L’”avvocato”, come tutti chiamavamo Gianni Agnelli, compreso Berlusconi, che in più ne aveva una foto su uno dei suoi comodini, sorrise un po’ dell’avventura berlusconiana. Diceva agli amici che dei successi di Berlusconi avrebbero potuto beneficiarne anche loro, in grado tuttavia di potersi sentire estranei a un suo insuccesso. Furio invece no. Pensava che Berlusconi fosse agli antipodi del suo mondo, del suo stile, delle sue abitudini, della sua cultura. Cercare di fargli cambiare idea era semplicemente impossibile.
Sul piano o sulla strada dell’antiberlusconismo Furio scavalcò i suoi ormai compagni di partito dirigendo radicalmente anche la mitica Unità dell’ormai defunto Pci, tornata nelle edicole dopo un primo fallimento, e poi partecipando con Antonio Padellaro, che l’aveva sostituito alla direzione di quel giornale, alla fondazione del Fatto Quotidiano ora diretto da Marco Travaglio. Che due anni fa però egli decise di lasciare clamorosamente, contestando il troppo antiamericanismo da lui avvertito nel trattare, per esempio, la guerra di aggressione della Russia di Putin all’Ucraina difesa appunto dagli Stati Uniti e dai loro alleati, compresa l’Italia di Mario Draghi prima e di Giorgia Meloni poi.

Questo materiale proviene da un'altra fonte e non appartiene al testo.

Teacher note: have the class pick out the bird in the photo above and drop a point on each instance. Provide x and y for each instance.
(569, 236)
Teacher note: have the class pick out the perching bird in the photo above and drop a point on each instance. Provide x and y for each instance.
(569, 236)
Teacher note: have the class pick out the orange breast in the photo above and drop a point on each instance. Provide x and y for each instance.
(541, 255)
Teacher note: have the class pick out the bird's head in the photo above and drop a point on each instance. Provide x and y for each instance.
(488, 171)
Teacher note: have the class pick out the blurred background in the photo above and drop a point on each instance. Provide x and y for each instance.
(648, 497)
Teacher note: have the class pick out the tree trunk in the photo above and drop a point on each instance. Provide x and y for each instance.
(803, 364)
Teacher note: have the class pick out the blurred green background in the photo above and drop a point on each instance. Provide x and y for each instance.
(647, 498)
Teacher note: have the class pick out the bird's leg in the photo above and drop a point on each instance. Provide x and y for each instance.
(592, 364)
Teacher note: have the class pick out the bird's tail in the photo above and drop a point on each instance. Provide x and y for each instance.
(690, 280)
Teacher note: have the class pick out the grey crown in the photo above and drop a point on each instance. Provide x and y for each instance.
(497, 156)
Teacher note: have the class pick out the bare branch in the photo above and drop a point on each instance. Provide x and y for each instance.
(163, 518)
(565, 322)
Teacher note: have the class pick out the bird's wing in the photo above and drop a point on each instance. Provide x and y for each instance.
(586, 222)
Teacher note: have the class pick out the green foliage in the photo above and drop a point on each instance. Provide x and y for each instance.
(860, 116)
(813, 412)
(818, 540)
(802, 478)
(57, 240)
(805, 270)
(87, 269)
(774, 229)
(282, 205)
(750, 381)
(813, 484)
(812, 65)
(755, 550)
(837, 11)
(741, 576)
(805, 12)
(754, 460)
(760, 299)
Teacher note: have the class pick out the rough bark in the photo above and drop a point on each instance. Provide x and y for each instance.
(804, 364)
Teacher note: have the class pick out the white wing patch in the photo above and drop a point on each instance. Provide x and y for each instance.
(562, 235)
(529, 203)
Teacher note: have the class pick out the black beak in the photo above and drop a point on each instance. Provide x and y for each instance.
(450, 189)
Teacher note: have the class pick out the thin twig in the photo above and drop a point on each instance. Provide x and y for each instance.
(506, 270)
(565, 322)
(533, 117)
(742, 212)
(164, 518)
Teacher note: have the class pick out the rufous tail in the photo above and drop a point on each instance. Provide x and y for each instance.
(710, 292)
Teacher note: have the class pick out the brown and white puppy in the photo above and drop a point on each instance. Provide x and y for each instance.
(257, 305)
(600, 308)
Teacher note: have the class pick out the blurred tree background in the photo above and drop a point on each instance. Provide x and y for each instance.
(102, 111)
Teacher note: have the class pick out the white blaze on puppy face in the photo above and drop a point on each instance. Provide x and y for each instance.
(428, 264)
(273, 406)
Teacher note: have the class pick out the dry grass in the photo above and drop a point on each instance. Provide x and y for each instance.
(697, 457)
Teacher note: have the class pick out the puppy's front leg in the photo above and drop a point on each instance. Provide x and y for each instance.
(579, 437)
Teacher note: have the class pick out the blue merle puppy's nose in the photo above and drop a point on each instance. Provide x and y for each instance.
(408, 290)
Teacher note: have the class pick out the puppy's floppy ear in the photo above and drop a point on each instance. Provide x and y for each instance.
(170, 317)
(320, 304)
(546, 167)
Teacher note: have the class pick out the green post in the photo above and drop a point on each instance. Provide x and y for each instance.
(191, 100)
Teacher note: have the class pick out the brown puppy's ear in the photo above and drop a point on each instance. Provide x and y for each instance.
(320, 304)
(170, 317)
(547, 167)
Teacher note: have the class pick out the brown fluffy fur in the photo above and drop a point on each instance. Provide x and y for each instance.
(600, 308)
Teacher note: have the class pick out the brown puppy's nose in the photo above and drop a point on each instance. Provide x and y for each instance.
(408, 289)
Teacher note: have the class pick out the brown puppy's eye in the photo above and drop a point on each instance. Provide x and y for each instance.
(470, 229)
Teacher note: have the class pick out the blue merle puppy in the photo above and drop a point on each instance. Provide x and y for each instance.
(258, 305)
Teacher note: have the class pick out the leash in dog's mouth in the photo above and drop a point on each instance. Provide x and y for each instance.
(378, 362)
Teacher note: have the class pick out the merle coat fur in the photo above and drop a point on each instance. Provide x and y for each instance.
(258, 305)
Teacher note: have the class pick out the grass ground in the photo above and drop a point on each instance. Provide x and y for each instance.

La notizia della morte di Furio Colombo mi ha davvero rattristato. Mi era rimasto simpatico pur nelle sue sorprese non sempre condivise, a dir poco. È sempre continuata a piacermi la sua cultura, alla fine impostasi anche su di lui di fronte alla tragedia ucraina e ai suoi derivati. Ho sempre pensato negli anni della sua militanza nell’area del comunismo o post-comunismo che essa fosse un lusso esagerato, non so se più per lui o per quella parte politica. Eppure osai una volta, da direttore del Giorno, ben prima che lui mi sorprendesse politicamente, di insidiargli il ruolo che aveva negli Stati Uniti di ambasciatore della cultura italiana, oltre che della Fiat. Tentai di assumere Piero Orsellino come corrispondente del giornale e dello stesso editore di allora, l’Eni, in America. Non ci riuscii, ma per poco.